Posted Thursday June 11, 2020


Tackling a ‘silent killer:’ Laurier researcher partnering with City of Kitchener to address air pollution at local schools

A researcher from Wilfrid Laurier University was recently awarded $50,000 from the federal government to lead an innovative air pollution study in collaboration with the City of Kitchener and Hemmera Envirochem Inc. The research team will install air-quality monitoring systems close to Kitchener public schools to collect real-time air pollution data that will be used to inform the city’s climate action plan and protect vulnerable young people.

“Air pollution is a major public health issue. The World Health Organization calls it a ‘silent killer’ because approximately seven million people around the world die from air pollution exposure annually,” said Hind Al-Abadleh (photo), professor of Chemistry and Biochemistry at Laurier and primary investigator for the study. “Kitchener is a rapidly growing city and yet it only has one air-monitoring station, less than most Ontario cities of a similar size.

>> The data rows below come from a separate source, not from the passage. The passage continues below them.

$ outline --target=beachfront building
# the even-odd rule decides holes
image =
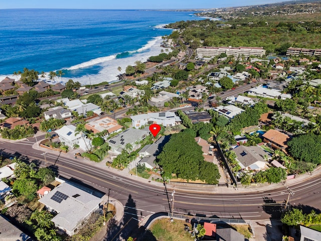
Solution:
[[[145,91],[143,90],[138,89],[135,86],[132,85],[129,86],[124,86],[123,91],[119,93],[121,96],[127,95],[130,96],[132,99],[138,97],[145,94]]]
[[[196,54],[198,58],[211,58],[222,53],[225,53],[227,56],[232,55],[235,57],[249,57],[255,55],[262,57],[265,55],[265,50],[262,47],[203,47],[196,50]]]
[[[256,96],[261,96],[264,98],[270,98],[272,99],[277,99],[281,92],[279,91],[270,89],[267,88],[263,88],[262,86],[255,87],[249,89],[248,92],[249,95]]]
[[[122,127],[117,120],[108,116],[86,123],[85,127],[88,131],[92,131],[94,134],[104,132],[106,133],[104,136],[105,140],[110,134],[119,132],[122,129]]]
[[[150,89],[157,90],[160,89],[165,89],[171,86],[171,80],[169,78],[162,81],[157,81],[152,85]]]
[[[243,171],[261,170],[268,169],[268,162],[265,158],[268,153],[257,146],[237,146],[233,149],[236,154],[236,161]]]
[[[153,124],[162,125],[164,127],[174,127],[182,122],[175,113],[171,111],[137,114],[130,116],[130,118],[131,126],[135,128]]]
[[[147,131],[128,128],[109,139],[108,143],[111,150],[117,154],[120,154],[127,144],[131,146],[131,151],[135,151],[140,147],[139,142],[148,135],[149,133]]]
[[[48,111],[44,112],[45,118],[48,120],[50,118],[54,119],[70,120],[72,117],[71,111],[62,106],[50,108]]]
[[[221,105],[214,108],[213,110],[218,112],[220,115],[223,115],[227,117],[230,120],[232,119],[237,114],[240,114],[244,111],[244,109],[232,104],[226,105],[226,106]]]
[[[63,182],[39,199],[50,211],[58,214],[51,219],[61,232],[75,234],[93,212],[101,199],[75,186]]]
[[[148,104],[157,107],[164,106],[165,102],[169,101],[174,97],[178,98],[180,96],[175,93],[162,91],[158,93],[157,97],[152,97],[148,100]]]
[[[154,161],[156,157],[163,151],[163,148],[168,142],[171,138],[170,136],[161,137],[152,144],[146,145],[143,147],[138,154],[141,159],[138,163],[144,165],[147,168],[150,169],[156,166]]]
[[[308,55],[314,56],[314,55],[321,55],[321,49],[304,49],[302,48],[289,48],[286,50],[286,55]]]
[[[255,103],[251,98],[247,96],[244,96],[243,95],[238,95],[235,97],[233,96],[227,97],[227,100],[229,100],[228,103],[230,104],[240,104],[243,105],[247,105],[248,104],[253,105]]]
[[[69,125],[64,126],[62,128],[55,131],[59,137],[59,140],[63,142],[65,145],[73,148],[76,145],[78,145],[79,148],[87,151],[90,149],[91,140],[88,139],[80,133],[76,131],[76,127]]]

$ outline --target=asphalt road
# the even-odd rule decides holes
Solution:
[[[42,152],[32,148],[35,142],[34,138],[28,140],[15,143],[1,140],[0,151],[21,158],[29,158],[29,161],[39,160],[43,166],[45,157],[46,165],[56,170],[60,175],[77,180],[104,193],[108,192],[110,188],[110,196],[119,200],[124,206],[128,206],[128,202],[134,203],[134,206],[131,206],[141,217],[154,212],[172,211],[171,199],[173,189],[171,184],[154,186],[146,182],[139,183],[122,176],[121,172],[108,172],[108,169],[84,164],[78,159],[68,158],[64,154],[48,153],[44,156],[45,150]],[[23,153],[23,156],[20,153]],[[318,208],[320,206],[320,175],[318,175],[311,176],[310,179],[301,183],[289,186],[295,193],[290,197],[290,203],[292,205],[306,208]],[[174,212],[246,220],[279,217],[288,195],[284,184],[280,184],[274,189],[264,192],[253,192],[251,190],[249,189],[248,192],[239,192],[233,188],[219,189],[211,186],[201,192],[195,188],[191,188],[189,191],[177,189]]]

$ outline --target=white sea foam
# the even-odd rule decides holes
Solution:
[[[79,64],[74,65],[73,66],[67,68],[67,70],[73,70],[75,69],[80,69],[81,68],[86,68],[87,67],[91,66],[92,65],[96,65],[104,62],[108,61],[116,58],[116,55],[110,55],[109,56],[101,57],[100,58],[97,58],[96,59],[92,59],[89,61],[84,62]]]
[[[135,62],[140,61],[146,61],[151,56],[159,54],[162,49],[164,48],[160,47],[162,37],[157,37],[148,42],[144,46],[139,50],[144,48],[144,50],[138,51],[136,50],[133,55],[126,58],[120,59],[112,59],[104,61],[99,65],[102,68],[97,74],[87,75],[78,78],[71,78],[74,81],[79,81],[82,85],[97,84],[103,81],[108,82],[114,82],[118,80],[117,76],[124,73],[126,67],[128,65],[134,65]],[[148,46],[148,47],[146,47]],[[118,67],[121,68],[121,72],[118,70]],[[62,77],[62,80],[66,82],[71,78]]]

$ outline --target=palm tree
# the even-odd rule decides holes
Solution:
[[[75,136],[77,136],[78,134],[79,134],[81,135],[81,137],[82,137],[83,140],[85,143],[85,145],[86,145],[86,148],[87,149],[87,151],[89,151],[89,149],[88,149],[88,147],[87,145],[87,143],[85,141],[85,138],[84,137],[84,136],[86,135],[86,131],[87,131],[87,129],[85,127],[85,125],[82,124],[78,124],[76,127],[76,129],[75,130]]]

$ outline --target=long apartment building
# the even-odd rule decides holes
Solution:
[[[235,57],[249,57],[250,55],[262,57],[265,55],[265,50],[261,47],[203,47],[196,50],[199,58],[210,57],[219,55],[225,53],[227,56]]]
[[[308,55],[313,56],[314,55],[321,55],[321,49],[303,49],[301,48],[289,48],[286,50],[286,55]]]

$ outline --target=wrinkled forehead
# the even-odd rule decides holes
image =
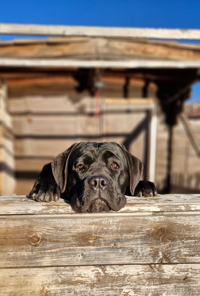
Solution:
[[[83,142],[79,143],[72,155],[72,160],[90,163],[101,160],[106,161],[110,157],[122,164],[126,165],[126,161],[122,149],[114,142]]]

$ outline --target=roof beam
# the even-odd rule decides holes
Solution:
[[[200,30],[0,23],[0,34],[200,40]]]
[[[99,60],[64,59],[0,58],[0,67],[127,68],[128,69],[186,69],[200,68],[200,60],[184,61],[131,59]]]

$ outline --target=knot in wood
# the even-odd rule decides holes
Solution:
[[[49,296],[50,294],[48,293],[49,288],[47,286],[45,286],[42,290],[42,296]]]
[[[162,239],[166,235],[167,230],[166,226],[159,226],[155,229],[153,234],[157,239]]]
[[[29,241],[32,246],[38,246],[42,241],[42,236],[39,233],[34,233],[30,237]]]

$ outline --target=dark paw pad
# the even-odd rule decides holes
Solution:
[[[140,181],[136,186],[134,192],[135,196],[156,196],[157,189],[154,183],[149,181]]]
[[[60,197],[60,190],[56,183],[36,182],[30,195],[32,199],[39,202],[56,202]]]

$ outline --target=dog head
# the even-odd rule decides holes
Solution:
[[[61,196],[80,212],[119,210],[143,170],[140,160],[114,142],[74,144],[51,166]]]

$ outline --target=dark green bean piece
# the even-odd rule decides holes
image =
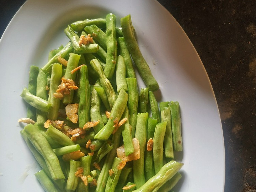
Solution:
[[[158,120],[158,122],[160,123],[161,122],[161,116],[158,107],[158,103],[156,101],[154,93],[152,91],[149,91],[149,98],[152,113],[152,117],[154,119],[156,119]]]
[[[30,142],[44,159],[52,178],[55,180],[65,178],[57,156],[39,129],[32,124],[28,124],[24,130]]]
[[[123,191],[123,192],[131,192],[132,191],[133,191],[136,187],[136,185],[134,184],[133,183],[128,181],[127,184],[126,184],[125,186],[128,187],[129,186],[131,186],[131,185],[133,186],[132,187],[130,187],[130,188],[129,189],[124,190]]]
[[[157,124],[157,119],[149,117],[148,119],[148,125],[147,126],[147,142],[150,139],[153,139],[154,138],[155,127]],[[145,149],[144,155],[144,169],[145,178],[146,181],[155,175],[153,150],[148,151],[146,148]]]
[[[172,132],[171,111],[170,107],[167,107],[161,111],[162,122],[167,122],[166,130],[164,140],[164,152],[165,157],[173,159],[174,158]]]
[[[183,166],[173,160],[167,162],[154,177],[134,192],[156,192],[165,183],[171,178]]]
[[[146,142],[146,127],[148,113],[139,113],[136,127],[135,137],[139,143],[140,155],[139,159],[133,161],[133,179],[136,188],[141,187],[146,182],[144,173],[144,153]]]
[[[98,151],[94,155],[92,161],[98,163],[101,159],[113,149],[113,145],[112,143],[109,143],[108,141],[105,142],[100,148]]]
[[[169,107],[169,101],[164,101],[159,103],[159,108],[160,111],[162,111],[165,108]]]
[[[70,159],[70,169],[68,180],[67,180],[66,188],[67,190],[75,191],[76,188],[78,183],[78,177],[75,175],[75,173],[77,170],[78,168],[80,166],[81,162],[78,161],[74,161]]]
[[[123,56],[124,59],[126,64],[126,77],[136,78],[132,62],[130,55],[130,52],[126,46],[124,39],[123,37],[117,38],[117,42],[120,50],[120,55]]]
[[[43,111],[48,111],[51,106],[50,103],[32,94],[26,88],[23,89],[20,95],[30,105]]]
[[[37,80],[39,72],[39,68],[38,66],[34,65],[30,66],[28,90],[34,95],[36,95]],[[27,109],[27,117],[36,121],[36,108],[30,105],[28,105]]]
[[[80,69],[80,98],[78,106],[79,127],[82,128],[90,120],[91,88],[87,66],[84,65]]]
[[[169,106],[171,109],[174,149],[175,151],[181,151],[183,146],[180,105],[177,101],[171,101],[169,103]]]
[[[62,49],[64,47],[62,45],[58,49],[53,49],[49,52],[49,55],[48,56],[48,61],[50,60],[53,57],[56,55],[58,53],[59,53],[60,50]]]
[[[91,142],[90,146],[90,148],[92,152],[95,151],[99,150],[103,143],[104,141],[101,140],[94,140]]]
[[[171,179],[167,181],[162,187],[160,187],[158,191],[159,191],[159,192],[168,192],[170,191],[176,185],[180,180],[181,178],[182,177],[182,176],[180,173],[177,172]]]
[[[64,30],[66,36],[69,39],[72,46],[78,53],[96,53],[99,49],[99,46],[96,44],[89,44],[86,45],[79,44],[80,37],[75,32],[69,25]]]
[[[112,78],[116,67],[117,57],[117,42],[116,40],[116,18],[114,15],[108,14],[106,16],[106,42],[107,46],[106,66],[104,73],[108,79]]]
[[[69,153],[70,153],[76,151],[80,150],[80,146],[77,144],[72,145],[68,145],[60,148],[53,149],[53,150],[57,156],[60,156],[64,154]]]
[[[107,123],[96,134],[95,139],[105,140],[108,139],[121,118],[128,100],[128,94],[123,89],[121,90],[114,104]]]
[[[122,116],[122,119],[126,118],[127,121],[120,127],[122,130],[122,135],[124,147],[126,156],[128,156],[134,152],[134,148],[132,142],[132,130],[129,122],[129,111],[126,106]]]
[[[74,22],[70,27],[75,31],[81,31],[86,26],[95,25],[101,28],[106,28],[106,20],[102,18],[86,19],[84,21],[78,21]]]
[[[149,88],[142,88],[139,95],[139,111],[140,113],[148,112]]]
[[[43,170],[37,172],[34,175],[46,192],[59,192],[58,189]]]
[[[122,169],[119,169],[118,166],[122,160],[117,158],[114,159],[111,170],[113,173],[108,176],[106,184],[105,192],[114,192],[116,187],[119,179]]]
[[[59,98],[54,97],[53,94],[58,89],[58,86],[60,84],[62,76],[62,65],[57,63],[53,64],[48,99],[52,104],[52,106],[48,112],[48,118],[50,119],[57,119],[58,115],[60,100]]]
[[[91,162],[92,158],[92,156],[87,155],[81,158],[80,159],[81,166],[84,169],[83,175],[85,177],[87,177],[88,175],[90,175]],[[88,186],[85,185],[82,181],[79,179],[76,191],[76,192],[88,192],[89,191],[89,188]]]
[[[132,171],[132,168],[124,167],[122,170],[117,185],[116,187],[116,192],[122,192],[123,187],[127,183],[128,175]]]
[[[73,53],[70,54],[67,64],[66,69],[65,72],[65,78],[66,79],[72,79],[75,81],[75,80],[76,72],[72,73],[71,71],[76,68],[78,66],[78,63],[80,59],[80,56]],[[63,98],[63,103],[65,104],[71,103],[73,101],[74,90],[70,90],[70,94],[64,94]]]
[[[153,139],[153,158],[155,174],[164,165],[164,139],[167,124],[166,121],[158,123],[155,130]]]
[[[75,143],[64,133],[50,125],[45,132],[49,137],[57,141],[63,146],[72,145]]]
[[[156,91],[159,89],[159,85],[139,50],[134,33],[130,15],[121,18],[121,26],[127,48],[139,73],[149,90]]]
[[[138,107],[139,103],[139,93],[137,87],[137,79],[135,78],[126,78],[128,87],[128,102],[129,123],[132,127],[132,136],[134,137],[137,122]]]
[[[59,53],[55,55],[41,69],[44,73],[47,73],[49,71],[52,69],[52,66],[53,63],[58,62],[58,57],[60,56],[62,58],[64,58],[66,56],[69,55],[69,53],[71,53],[74,49],[72,47],[71,43],[69,42],[64,48],[60,50]]]
[[[96,192],[103,192],[105,191],[106,185],[109,175],[109,170],[111,169],[114,159],[116,155],[117,149],[120,146],[121,133],[121,129],[118,129],[112,138],[112,143],[113,143],[114,146],[112,150],[107,155],[101,171],[99,175]]]
[[[97,82],[94,86],[98,85]],[[92,121],[100,120],[100,122],[93,128],[95,133],[98,133],[104,127],[103,120],[100,113],[101,100],[100,97],[93,86],[91,87],[91,99],[90,116]]]
[[[98,85],[99,84],[98,84]],[[110,107],[108,103],[107,96],[103,87],[100,86],[95,86],[94,89],[101,99],[101,101],[102,101],[104,106],[105,106],[105,107],[106,108],[107,111],[110,112],[111,110],[110,110]]]
[[[35,148],[31,142],[30,142],[27,135],[27,134],[24,129],[22,130],[20,132],[22,138],[25,140],[27,145],[28,147],[28,148],[33,154],[33,155],[34,155],[37,162],[39,164],[39,165],[47,174],[48,176],[51,178],[52,176],[48,169],[48,167],[46,164],[46,163],[44,160],[44,159],[37,150],[36,148]],[[53,180],[53,181],[60,189],[64,190],[66,182],[64,179]]]
[[[48,95],[46,90],[47,79],[47,75],[41,69],[39,70],[37,80],[36,96],[46,100],[47,100]],[[37,110],[36,121],[38,123],[43,124],[47,120],[47,112]]]
[[[112,109],[116,101],[116,96],[110,82],[105,75],[102,67],[98,60],[92,59],[90,62],[91,66],[97,73],[100,81],[107,96],[110,109]]]
[[[84,30],[87,33],[91,34],[94,39],[105,50],[107,50],[106,34],[95,25],[85,27]]]
[[[126,80],[126,66],[124,60],[121,55],[117,57],[116,64],[116,85],[117,92],[119,92],[121,89],[126,91],[128,90]]]

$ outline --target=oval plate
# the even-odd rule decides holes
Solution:
[[[20,135],[22,125],[17,122],[26,116],[20,95],[27,86],[30,66],[42,67],[50,50],[67,43],[63,30],[68,24],[112,12],[118,26],[121,18],[131,14],[142,52],[159,84],[157,99],[180,103],[184,150],[175,155],[184,165],[175,191],[223,191],[225,157],[219,114],[207,74],[188,38],[156,1],[106,2],[28,0],[5,30],[0,41],[1,191],[43,191],[34,175],[39,167]],[[144,86],[141,79],[138,82]]]

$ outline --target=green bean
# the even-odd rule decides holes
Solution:
[[[74,22],[70,27],[75,31],[81,31],[86,26],[95,25],[100,28],[106,28],[106,20],[102,18],[94,19],[86,19],[84,21],[78,21]]]
[[[113,145],[112,143],[108,143],[108,141],[105,142],[100,148],[98,151],[97,151],[95,155],[94,155],[92,161],[94,162],[98,163],[101,159],[111,151],[113,148]]]
[[[95,85],[98,84],[96,83]],[[98,133],[104,127],[104,123],[100,113],[100,98],[93,86],[91,87],[91,99],[90,116],[92,121],[100,120],[100,122],[93,128],[95,133]]]
[[[144,173],[144,153],[146,141],[146,127],[148,118],[148,113],[139,113],[136,127],[135,137],[140,145],[140,158],[133,161],[133,179],[136,188],[142,186],[146,182]]]
[[[98,74],[101,84],[107,96],[108,103],[110,107],[110,109],[111,110],[114,105],[116,97],[116,93],[112,85],[105,75],[102,67],[97,59],[92,59],[91,61],[90,64],[91,66]]]
[[[48,56],[48,60],[49,61],[53,57],[56,55],[58,53],[59,53],[60,50],[64,48],[63,46],[62,45],[59,47],[58,49],[53,49],[49,52],[49,55]]]
[[[51,174],[50,172],[47,165],[46,164],[44,159],[41,155],[41,154],[36,149],[30,140],[27,134],[24,129],[22,130],[20,132],[21,136],[25,140],[28,148],[30,150],[33,155],[36,158],[37,162],[39,164],[39,165],[44,170],[44,172],[47,174],[48,176],[50,178],[52,177]],[[61,189],[64,190],[65,188],[65,182],[63,179],[58,179],[57,180],[53,180],[53,182],[56,185]]]
[[[167,181],[162,187],[160,187],[158,191],[159,191],[159,192],[168,192],[170,191],[178,183],[178,182],[181,178],[182,177],[180,173],[177,172],[174,175],[171,179]]]
[[[78,168],[80,166],[81,162],[78,161],[74,161],[70,159],[70,169],[68,180],[67,180],[66,188],[67,190],[75,191],[76,188],[78,183],[78,177],[76,177],[75,173],[77,170]]]
[[[65,75],[66,79],[72,79],[75,81],[75,80],[76,72],[72,73],[71,71],[76,68],[78,66],[78,63],[80,59],[80,56],[73,53],[70,54],[67,64],[66,69]],[[73,101],[74,90],[70,90],[70,94],[64,94],[63,98],[63,103],[65,104],[71,103]]]
[[[149,91],[149,98],[152,118],[154,119],[156,119],[158,120],[158,122],[160,123],[161,122],[161,117],[160,116],[160,111],[158,107],[158,103],[156,101],[154,93],[152,91]]]
[[[149,90],[156,91],[159,89],[159,85],[139,50],[134,33],[130,15],[121,18],[121,26],[127,48],[139,73]]]
[[[114,130],[120,120],[128,100],[128,94],[122,89],[119,92],[117,98],[110,113],[107,123],[96,134],[94,138],[100,140],[107,140]]]
[[[160,111],[163,111],[165,108],[169,107],[169,101],[161,102],[159,103],[159,108]]]
[[[112,78],[114,71],[117,57],[117,42],[116,40],[116,18],[114,15],[108,14],[106,16],[106,42],[107,46],[106,66],[104,73],[108,79]]]
[[[48,112],[48,118],[50,119],[56,120],[58,118],[60,100],[53,96],[60,84],[62,75],[62,65],[60,64],[54,63],[53,64],[51,76],[51,83],[50,86],[50,93],[49,100],[52,106]]]
[[[126,66],[124,60],[121,55],[117,57],[116,64],[116,84],[117,92],[121,89],[126,91],[128,90],[127,83],[126,80]]]
[[[139,103],[139,93],[137,87],[137,79],[135,78],[126,78],[128,87],[128,109],[129,112],[129,123],[132,127],[132,136],[134,137],[137,122],[138,106]]]
[[[74,142],[61,131],[50,125],[45,132],[50,137],[57,141],[62,146],[75,145]]]
[[[147,141],[148,141],[150,139],[153,139],[154,138],[155,127],[157,124],[157,119],[149,117],[147,126],[146,140]],[[147,181],[155,175],[153,151],[148,151],[147,149],[145,149],[144,155],[144,169],[145,178],[146,181]]]
[[[60,148],[53,149],[53,150],[57,156],[60,156],[64,154],[69,153],[70,153],[76,151],[80,150],[80,146],[77,144],[72,145],[67,145]]]
[[[38,66],[34,65],[30,66],[28,90],[30,93],[34,95],[36,95],[37,80],[39,72],[39,69]],[[28,105],[27,109],[27,117],[36,121],[36,108],[30,105]]]
[[[117,185],[116,187],[116,192],[122,192],[123,191],[123,187],[127,183],[128,175],[131,172],[132,168],[124,167],[122,170],[122,172],[120,174]]]
[[[124,59],[126,64],[126,77],[136,78],[132,62],[130,55],[130,52],[126,46],[124,39],[123,37],[117,38],[117,42],[120,50],[120,55],[123,56]]]
[[[87,66],[85,65],[81,67],[80,74],[80,98],[78,106],[78,120],[79,127],[82,128],[90,119],[91,89]]]
[[[85,27],[84,30],[87,33],[91,34],[95,41],[105,50],[107,50],[106,34],[95,25]]]
[[[148,87],[142,88],[139,95],[139,111],[140,113],[148,112],[149,103]]]
[[[51,59],[48,62],[48,63],[41,69],[46,73],[49,71],[51,70],[53,64],[58,62],[58,58],[59,56],[60,56],[62,58],[64,58],[68,55],[69,53],[71,53],[73,50],[74,49],[73,48],[71,43],[70,42],[69,42],[63,49]]]
[[[164,140],[165,155],[166,157],[173,159],[174,155],[172,144],[171,111],[169,107],[167,107],[161,111],[161,119],[162,122],[166,121],[167,122]]]
[[[122,130],[122,135],[126,156],[128,156],[134,152],[134,148],[132,142],[132,130],[129,122],[129,111],[127,106],[124,109],[122,118],[123,119],[125,118],[127,118],[127,121],[121,126],[120,128]]]
[[[105,142],[101,140],[94,140],[91,142],[90,148],[92,152],[98,150]]]
[[[65,178],[57,156],[38,129],[32,124],[28,124],[24,130],[30,142],[44,159],[52,178],[55,180]]]
[[[122,130],[118,129],[112,138],[112,143],[113,143],[113,148],[107,155],[101,171],[99,175],[97,181],[97,185],[96,192],[105,191],[106,183],[108,177],[109,171],[111,169],[114,159],[116,155],[116,150],[119,146]]]
[[[59,192],[58,189],[43,170],[37,172],[34,175],[46,192]]]
[[[92,156],[87,155],[81,158],[81,166],[84,169],[83,175],[86,177],[87,177],[90,175],[91,162],[92,158]],[[89,178],[88,179],[89,179]],[[89,188],[88,186],[85,185],[82,180],[80,179],[78,182],[78,185],[76,191],[76,192],[87,192],[89,191]]]
[[[174,175],[183,164],[173,160],[165,165],[158,172],[143,186],[134,192],[156,192],[165,183]]]
[[[31,94],[26,88],[23,89],[21,96],[30,105],[43,111],[48,111],[51,106],[47,101]]]
[[[78,53],[96,53],[99,49],[98,44],[92,43],[82,44],[80,45],[79,42],[80,38],[71,28],[69,25],[64,30],[66,36],[70,39],[73,48]]]
[[[156,174],[164,165],[164,139],[166,129],[166,121],[156,126],[153,141],[153,158],[155,173]]]
[[[41,69],[39,70],[37,80],[36,96],[47,100],[47,92],[46,90],[47,75]],[[37,110],[37,122],[43,124],[47,120],[47,113],[45,112]]]
[[[98,84],[97,85],[99,85],[99,84]],[[98,95],[101,99],[101,101],[102,101],[104,106],[105,106],[105,107],[106,108],[107,111],[110,112],[111,110],[110,110],[110,107],[108,103],[108,97],[103,87],[100,86],[95,86],[94,89],[98,94]]]
[[[182,151],[183,146],[180,105],[177,101],[171,101],[169,106],[171,110],[174,149],[175,151]]]
[[[117,38],[121,37],[123,36],[123,32],[122,31],[121,27],[116,28],[116,36]]]
[[[119,179],[122,169],[119,169],[118,166],[122,160],[117,158],[115,158],[111,170],[113,173],[108,176],[106,185],[105,192],[114,192],[117,182]]]
[[[133,183],[132,183],[132,182],[130,182],[130,181],[128,181],[127,183],[127,184],[126,184],[126,185],[125,186],[126,187],[128,187],[129,186],[130,186],[131,185],[132,185],[133,186],[131,187],[130,188],[127,190],[124,190],[123,191],[123,192],[131,192],[132,191],[133,191],[135,189],[135,188],[136,187],[136,185],[134,185],[134,184]]]

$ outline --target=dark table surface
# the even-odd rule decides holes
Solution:
[[[256,192],[256,1],[158,1],[188,36],[212,85],[224,136],[225,192]],[[24,2],[0,0],[0,37]]]

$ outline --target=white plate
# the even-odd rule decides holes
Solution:
[[[87,18],[130,14],[142,52],[159,84],[159,101],[179,102],[184,151],[183,178],[175,191],[224,190],[225,157],[217,104],[207,74],[186,34],[170,14],[153,0],[28,0],[0,42],[0,186],[1,191],[42,191],[34,174],[39,167],[20,135],[26,115],[20,96],[29,68],[42,67],[48,53],[68,41],[68,24]],[[139,81],[140,85],[143,84]]]

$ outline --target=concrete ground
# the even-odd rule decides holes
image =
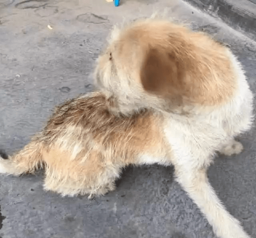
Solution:
[[[39,130],[54,105],[92,90],[95,59],[112,25],[156,10],[229,44],[256,91],[256,44],[181,1],[0,0],[0,149],[10,154]],[[52,28],[48,28],[50,25]],[[245,149],[217,157],[208,174],[228,210],[256,238],[256,130]],[[92,201],[42,189],[43,173],[0,175],[2,238],[216,238],[171,167],[128,167],[116,191]]]

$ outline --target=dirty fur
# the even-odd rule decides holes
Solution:
[[[216,152],[242,151],[234,138],[252,124],[241,64],[225,46],[167,20],[114,31],[97,61],[98,91],[56,108],[30,143],[0,159],[0,173],[44,167],[45,189],[92,197],[113,190],[126,165],[172,164],[217,236],[249,238],[206,173]]]

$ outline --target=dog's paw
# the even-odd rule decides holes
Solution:
[[[241,143],[234,140],[230,144],[223,146],[220,152],[225,155],[230,156],[240,153],[243,149],[244,147]]]

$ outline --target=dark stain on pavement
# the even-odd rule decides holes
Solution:
[[[2,213],[1,213],[1,206],[0,206],[0,229],[1,229],[3,226],[3,220],[6,218],[6,216],[2,215]]]
[[[8,155],[2,149],[0,149],[0,156],[5,159],[8,159]]]
[[[48,0],[25,0],[16,4],[15,7],[20,9],[37,8],[46,6],[47,2]]]

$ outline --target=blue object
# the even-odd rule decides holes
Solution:
[[[118,7],[119,6],[119,2],[120,0],[114,0],[114,3],[116,7]]]

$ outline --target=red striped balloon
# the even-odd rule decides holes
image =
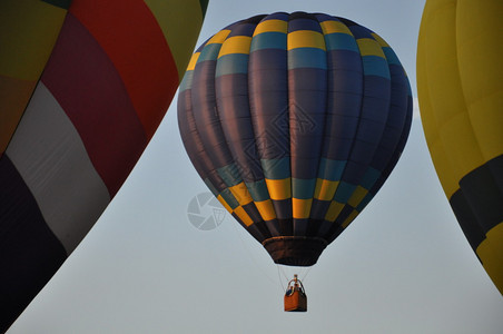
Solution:
[[[184,76],[206,7],[1,2],[0,330],[134,168]]]

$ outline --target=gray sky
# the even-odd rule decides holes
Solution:
[[[210,0],[199,42],[274,11],[346,17],[382,36],[415,104],[424,0]],[[417,105],[415,112],[418,114]],[[430,159],[421,119],[395,170],[305,277],[308,312],[283,312],[285,275],[226,214],[191,225],[208,193],[179,139],[176,97],[96,226],[13,324],[19,333],[501,333],[503,298],[464,238]],[[210,217],[205,206],[200,215]]]

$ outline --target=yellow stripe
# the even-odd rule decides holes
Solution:
[[[215,33],[208,40],[208,42],[206,45],[207,46],[209,46],[209,45],[221,45],[229,33],[230,33],[230,30],[220,30],[217,33]]]
[[[264,220],[276,219],[276,212],[274,210],[273,202],[270,199],[255,202],[255,206]]]
[[[288,23],[283,20],[267,20],[257,24],[254,37],[263,32],[284,32],[288,31]]]
[[[292,213],[296,219],[309,218],[310,206],[313,204],[313,198],[299,199],[292,198]]]
[[[67,10],[43,1],[0,1],[0,75],[39,79]]]
[[[218,58],[225,55],[231,53],[249,53],[249,46],[251,45],[251,37],[247,36],[235,36],[225,40],[221,45],[220,53],[218,53]]]
[[[353,191],[353,195],[351,195],[349,200],[347,200],[347,204],[352,207],[357,207],[358,204],[363,200],[363,198],[368,194],[368,190],[365,189],[362,186],[357,186],[355,191]]]
[[[325,220],[334,222],[344,208],[344,204],[333,200],[325,215]]]
[[[324,21],[319,23],[319,26],[322,26],[324,35],[341,32],[353,36],[353,33],[351,33],[351,30],[346,27],[346,24],[339,21]]]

The city is looking for science-based recommendations to improve air quality, but first we need to collect the data.”

To make widespread air monitoring scalable, the research team will be using low-cost sensor systems made by Ambilabs, an air-quality solution provider, that measure properties such as carbon dioxide and nitrogen oxide.

“We identified children as one of the most vulnerable populations to air pollution exposure, so schools seemed like a logical tracking location for maximum impact,” said Al-Abadleh. “Now that schools are temporarily closed, we are collecting as much data as possible so that once students are hopefully back in September, we can see if the resumption of traffic and activity leads to a significant change in air quality.”

Based on the results, the City of Kitchener will consider revising vehicle idling bylaws and will be developing new practices and programming with regional partners. Air quality can differ dramatically depending on specific location and time of day, so there is an opportunity to make changes that will minimize students’ exposure to pollutants.

In the long term, Al-Abadleh hopes to combine sensor technology with “citizen science” to create a network of backyard air-monitoring stations. The location-specific data could be used to create real-time pollutant maps, enabling people to make decisions about their outdoor activities based on pollution levels at specific times and locations. This model has been adopted in major international cities including London, Paris and San Francisco, but never in Canada.

“This partnership brings together local government, academia and the private sector to assist the city in achieving its community climate action planning goals by generating science-based, real-time climate data that community members can visualize and interact with as we work toward building a healthier community for all residents,” said Claire Bennett, corporate sustainability officer at the City of Kitchener.

Though the pilot project was in development before the COVID-19 pandemic began, Al-Abadleh’s study was accelerated due to the public’s renewed focus on air pollution and a timely $50,000 grant from the Natural Sciences and Engineering Research Council of Canada (NSERC).

“We have seen a dramatic improvement in air quality while Ontario has been shut down, so people are extra conscious of how our carbon-intensive lifestyle impacts the air we breathe,” said Al-Abadleh. “This gave us momentum and NSERC gave us a very generous financial contribution to make the study possible. Their quick response time is key for this type of research.”

Through their Alliance Grants program, NSERC is providing up to $15 million to stimulate collaborations between academic researchers, the public and not-for-profit sectors, and industry to address pandemic-related research and technical challenges. Al-Abadleh sees great value in this cross-sector approach.

“This is a beautiful team,” said Al-Abadleh. “Academics are experts at designing studies and analyzing data, but it is so helpful to have a partner like Hemmera which is up-to-date with the latest air-quality technologies. And I’m very keen to continue collaborating with the City of Kitchener and to know that the knowledge we gather in the lab will directly influence public policy.”

The team at Hemmera is equally enthusiastic about the collaboration.

“We are excited to be partnering with Wilfrid Laurier University and the City of Kitchener to study air pollution across the city using low-cost sensors,” said Lucas Neil, project manager in Air Quality Services at Hemmera. “These particular sensors allow for the creation of dense monitoring networks that will map large spatial areas. Municipal governments can use these networks in their planning of transportation, industry and residential developments to ensure citizens are adequately protected from the harmful effects of air pollution.”